目的はふたつ。
ひとつは慢性腰痛対策。もうひとつはいつか来る親の最期に
際して平静を保って送りたいと思っていたからだ。
前者はその教室で習ったセオリーを教室を止めてからもアレン
ジして、今でも毎朝1時間以上かけて一日のはじめに意念を
込め生きている証(大袈裟か)を確かめようと続けている…。
この3月から、9月のKonaレース(通称)に向け今までとは比べ
ものにならないくらい練習をしている。
そのため、腰への負担も相当なもののはずなのに、いままで
最低月に一回は行っていたマッサージにも行かずにここ5カ月
近く快調でいる。
すこしはましな漕ぎ方に近づけたのか、コツが分かってきたのか。
しかし、30㌔、3時間以上を漕げるという、体力的にも精神力に
未経験のままで、未だ何の確証を掴めてはいない。
恐らく掴めないまま本番を迎えることになるだろう。
クラブの代表に勧められたからとはいえ、何故出ることになった
のか。
おまけに自分自身には軽いとはいえ心臓弁膜症があり、負荷を
かけることがこの歳で決して将来に良いわけがないのが分かっ
ていてだ。

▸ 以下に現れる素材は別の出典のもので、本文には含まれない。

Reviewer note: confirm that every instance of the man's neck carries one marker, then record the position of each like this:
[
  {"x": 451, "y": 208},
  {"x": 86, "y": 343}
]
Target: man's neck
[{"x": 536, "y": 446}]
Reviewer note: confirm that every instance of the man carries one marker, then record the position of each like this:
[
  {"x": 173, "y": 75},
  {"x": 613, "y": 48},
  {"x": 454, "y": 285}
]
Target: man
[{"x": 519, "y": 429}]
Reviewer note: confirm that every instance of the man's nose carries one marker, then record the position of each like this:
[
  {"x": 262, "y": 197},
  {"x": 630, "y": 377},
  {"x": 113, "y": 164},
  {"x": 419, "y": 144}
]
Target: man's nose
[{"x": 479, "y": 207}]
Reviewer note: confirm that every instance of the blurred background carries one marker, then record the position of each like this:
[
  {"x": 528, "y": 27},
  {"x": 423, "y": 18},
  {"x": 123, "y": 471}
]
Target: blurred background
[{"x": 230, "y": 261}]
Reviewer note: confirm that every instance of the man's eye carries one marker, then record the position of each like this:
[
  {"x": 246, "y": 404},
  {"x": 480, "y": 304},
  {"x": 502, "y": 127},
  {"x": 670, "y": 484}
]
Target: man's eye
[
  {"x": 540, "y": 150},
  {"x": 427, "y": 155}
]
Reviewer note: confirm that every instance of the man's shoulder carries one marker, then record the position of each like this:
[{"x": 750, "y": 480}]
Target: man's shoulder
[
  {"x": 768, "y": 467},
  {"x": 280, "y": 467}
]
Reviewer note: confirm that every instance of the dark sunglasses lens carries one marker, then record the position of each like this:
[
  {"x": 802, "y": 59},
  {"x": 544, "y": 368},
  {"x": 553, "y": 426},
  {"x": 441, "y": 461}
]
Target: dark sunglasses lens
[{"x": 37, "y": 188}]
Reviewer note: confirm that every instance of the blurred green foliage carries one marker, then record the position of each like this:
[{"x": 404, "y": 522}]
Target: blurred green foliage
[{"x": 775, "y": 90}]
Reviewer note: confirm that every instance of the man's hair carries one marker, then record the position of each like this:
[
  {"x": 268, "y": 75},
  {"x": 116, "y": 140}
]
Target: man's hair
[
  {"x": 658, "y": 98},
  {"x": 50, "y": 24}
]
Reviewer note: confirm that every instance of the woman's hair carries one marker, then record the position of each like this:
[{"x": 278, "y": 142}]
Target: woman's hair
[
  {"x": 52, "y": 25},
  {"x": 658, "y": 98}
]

でも、それも恐らくだ。
映画「ガイア・シンフォニー」の作者、監督の龍村仁さんが著書
「地球(ガイア)のささやき」の中で、「運を天に任せる」ということば
の本来の意味を語っていた。
『こんな言葉は誰もが知っている。しかし真に天に任せることの
できるひとはどれほどいるだろうか。
特に日本人のように〝高度〝に進歩した技術社会を享受し、
〝整然〝と制度化された社会秩序の中で生活している者たちに
とっては、自分の人生は自分の力で選びとっていると、思ってい
るか、あるいは誰かのせいでこうなっていると思っている。(中略)
現代の日本のような環境の中で生きていると、どうしても生きて
いること自体が〝人為〝のなせる業だと無意識のうちに思って
しまう。
真の意味で運を天に任せることができなくなるのだ。
別の言い方をするなら、生かされている、ということが実感でき
なくなるのだ。
その点、標高3,000mを越えるヒマラヤ山脈の過酷な自然の中
に生きる人にとっては、まだ生かされている、ということが日々の
生活の実感として存在しているようだし、チベット密教の高度に
洗練された心の科学も、このような環境の中で練り上げられ、深
められて来たのだ、ということができる。』 と…。
もうひとつの話を思い出した。
もう10年近く前になる。日本人は太陽を愛でて手を合わせて拝む
ということがある。
現代文明に対して、叫びに似た警鐘鳴らし続けるネイティブ・アメ
リカンのグレイト・スピリット(神霊)を扱ったTV番組だった
レポーターの日本人の音楽家ははなからこの種の話には半信半
疑であったが、彼らの霊的な世界を体験した後、最後のシーンで、
未明に荒野の中の山の頂に導かれ、昇りくる太陽の方向に向かっ
て立たされた。やがて赤々と輝く朝日が昇る。
レポーターの音楽家は微動だにせず極く自然に合掌し、しばらくして
瞑想状態に入った。
そして最後に彼の背後でじっと静かに見守っていたネイティブ・アメリ
カンの大きな胸に抱かれて、その感動を共有した。
その上に彼の目には止めどなく涙が溢れていた。
もちろんこの特別な環境での特別な体験がその感動をもたらせたこと
は確かだろう。
しかし、それよりもっと根源的でシンプルなグレイト・スピリットを感じた
からだこそと僕は信じたい。
このような素晴らしい「人間と宇宙の根源的な世界」をいつも感じられた
らいいのだが…、なかなかそうはいかない。
しかし、僕たちが今回ハワイイで体験できることは、極く人為的なことで
あるかもしれないが、神を崇めて、畏敬の念を抱きながら、未知の世界
に挑んだ、ポリネシアンのスピリットの一端を感じたいと思ったからかも
しれない。
僕たちは恐らく、なけなしの体力を使っても、きっと感動はある!と…。
あとは天にお任せする。
きょうは台風も来て、すこし自然を感じたし、
それより、すこし酒を飲み過ぎたか。